The fact of the implementation of military biological programmes in the Ukrainian territory is also recognized by the US officials. In particular, during the hearings in the US Senate Committee on Foreign Relations on 8 March 2022, in her response to the question on the presence of biological or chemical weapons in Ukraine, the Undersecretary of State Victoria Nuland testified the presence of biological research facilities there. She also expressed “great concerns” with their possible falling (including the materials present there) under control of the Armed Forces of the Russian Federation.

So who really is telling the truth?
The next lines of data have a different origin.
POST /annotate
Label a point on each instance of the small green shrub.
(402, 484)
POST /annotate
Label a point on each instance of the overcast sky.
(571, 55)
For now, it’s impossible to tell.

In light of revelations by the New York Times on February 25 that, for more than a decade, the US has nurtured a secret intelligence partnership with Ukraine, and funded and operated bases on Ukraine soil, it seems some of the Russian paranoia may be justified.

On the other hand, until truly neutral third parties are given access to determine the real truth of what’s going on on the ground, the scale of mutual distrust is likely only to escalate on both sides. And, as Coyne reflected many years later, that only serves to destabilise trust more broadly, with huge negative consequences for society.

“I just have my doubts about almost everything coming through the information funnel at this point,” Coyne concluded. “Like I say, once you’ve been tricked, you sort of wonder about it all. You know how it works. You know how the government can do these things. And the ease with which the government can do these things. It’s almost second nature to them.”